Manitoba has for awhile become the centre of attention around Canada and even the world as a result of rebellion by indigenous people and their supporters. Some of those rebels toppled monuments on the grounds of the Manitoba legislatures. In other places the rebels even attacked or burned churches.
Some Manitobans have been quick to denounce the “violent” rebels and have demanded that they be held accountable.
I do not endorse the destruction or desecration of churches, by anyone, even indigenous rebels. It is not justified in a country that is meaningfully democratic, even one as far from a perfect democracy as that of Canada. But this does not end the issue of indigenous assaults on Christian churches. If you leave it at that it is like saying Jewish people who violently resisted their destruction by Nazis in Germany and Europe during the Second World War were wrong if they employed violent means to defend themselves. The Jews had a right to rebel. I would submit, they even had the right to resist with violence.
Similarly, American rebels who resisted the imposition of taxes on the American colonies by England were entitled to resist by dumping tea in Boston Harbour, even though that entailed the destruction of private property.
In both case, tyrannical power brought about violence resistance. Those who imposed the tyranny were more at fault than the violent resisters. I see indigenous rebels more like them than criminals.
This reminds me as well of current attitudes among many conservatives of many stripes, where they see clearly the damage to property caused by rebels such as members of Black Lives Matter or Antifa, but cannot see the injustice against which they are rebelling, even though it is usually much more serious.
Defenders of the status quo often don’t see the injustice because that is how privilege works. Privilege disguises injustice as just deserts.
As well, we must remember that Christian churches are not innocents here. Even though some of them have apologized, while others did not, they were a vital part of the oppression of indigenous people and in particular indigenous children during the 19th and 20th centuries. They were not innocent bystanders. They were actors directly involved in the oppression.

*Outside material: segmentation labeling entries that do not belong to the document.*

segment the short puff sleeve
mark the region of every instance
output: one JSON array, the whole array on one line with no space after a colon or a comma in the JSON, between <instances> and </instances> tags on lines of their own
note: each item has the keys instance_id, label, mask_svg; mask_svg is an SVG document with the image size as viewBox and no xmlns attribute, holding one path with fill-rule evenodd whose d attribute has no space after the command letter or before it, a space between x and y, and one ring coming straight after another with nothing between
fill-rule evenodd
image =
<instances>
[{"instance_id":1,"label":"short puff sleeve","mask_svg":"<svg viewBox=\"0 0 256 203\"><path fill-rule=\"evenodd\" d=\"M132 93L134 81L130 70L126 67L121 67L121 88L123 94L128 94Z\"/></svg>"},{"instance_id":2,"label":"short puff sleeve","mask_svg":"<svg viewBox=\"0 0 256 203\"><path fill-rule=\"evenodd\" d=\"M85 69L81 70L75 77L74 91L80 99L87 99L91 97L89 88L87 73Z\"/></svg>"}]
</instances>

The federal government with its Christian church partners tried to destroy indigenous culture, indigenous religion, and indigenous children. It came close to doing that. It is hardly surprising that indigenous descendants of residential school students and their allies have a lot of distrust and animosity to both of those institutions. We can hardly be surprised either by the lack of action on the 94 calls for action of the Truth and Reconciliation Commission. The actions of indigenous rebels must be understood in this context.